The Book of Mirrors has been applauded in my country. On television it was recommended and praised. As you may imagine I therefore started reading the novel with high expectations. They, unfortunately, were not fulfilled. The Book of Mirrors is well written and constructed, tension is built up expertly, but there is a large number of novels in the genre of psychological thriller of which can be said the same.
In the Book of Mirrors a cold case is investigated once more. It becomes clear that all those involved have their own view on what has happened. Those involved give their account, blame the person they think guilty of murder, and neglect to mention significant details. At the end those forgotten details solve the case.
Was I intrigued? Did I want to keep on reading in order to find out who committed the murder?
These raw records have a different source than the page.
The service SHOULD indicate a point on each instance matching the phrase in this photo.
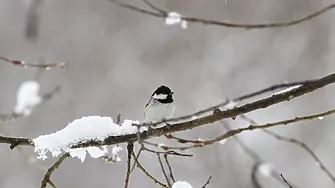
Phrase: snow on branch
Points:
(92, 128)
(220, 115)
(33, 65)
(164, 14)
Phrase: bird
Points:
(160, 106)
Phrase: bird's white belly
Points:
(156, 112)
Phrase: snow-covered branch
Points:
(164, 14)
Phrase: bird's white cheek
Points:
(160, 96)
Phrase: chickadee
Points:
(160, 105)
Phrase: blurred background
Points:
(117, 58)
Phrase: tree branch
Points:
(161, 14)
(47, 176)
(25, 64)
(146, 172)
(301, 144)
(130, 149)
(230, 113)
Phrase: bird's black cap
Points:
(163, 90)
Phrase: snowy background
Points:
(117, 58)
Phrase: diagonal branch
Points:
(227, 24)
(25, 64)
(301, 144)
(47, 176)
(209, 119)
(249, 128)
(146, 172)
(130, 149)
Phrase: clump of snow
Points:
(287, 89)
(27, 98)
(115, 153)
(181, 184)
(223, 141)
(175, 18)
(81, 130)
Well, yes. Was I bored? No. Is this one of the best psychological novels I’ve ever read? Certainly not. The novel lacks depth in the characters and merely toys with clichés of the nerdy mathematician, the attractive overly ambitious psychology student, her ugly duckling friend, the arrogant scientist and the shrewd criminal. Their account of the case sticks to what pertains to the clichés and never borders on the surprising, on the unexpected. Neither was I overly impressed with the clue. It was clever but hardly impressed me by its originality or ingenuity.
Do I advise you not to read The Book of Mirrors? Hardly, the novel is well written and entertaining. Do not start reading with high expectations of its quality however. The Book of Mirrors is decent not excellent.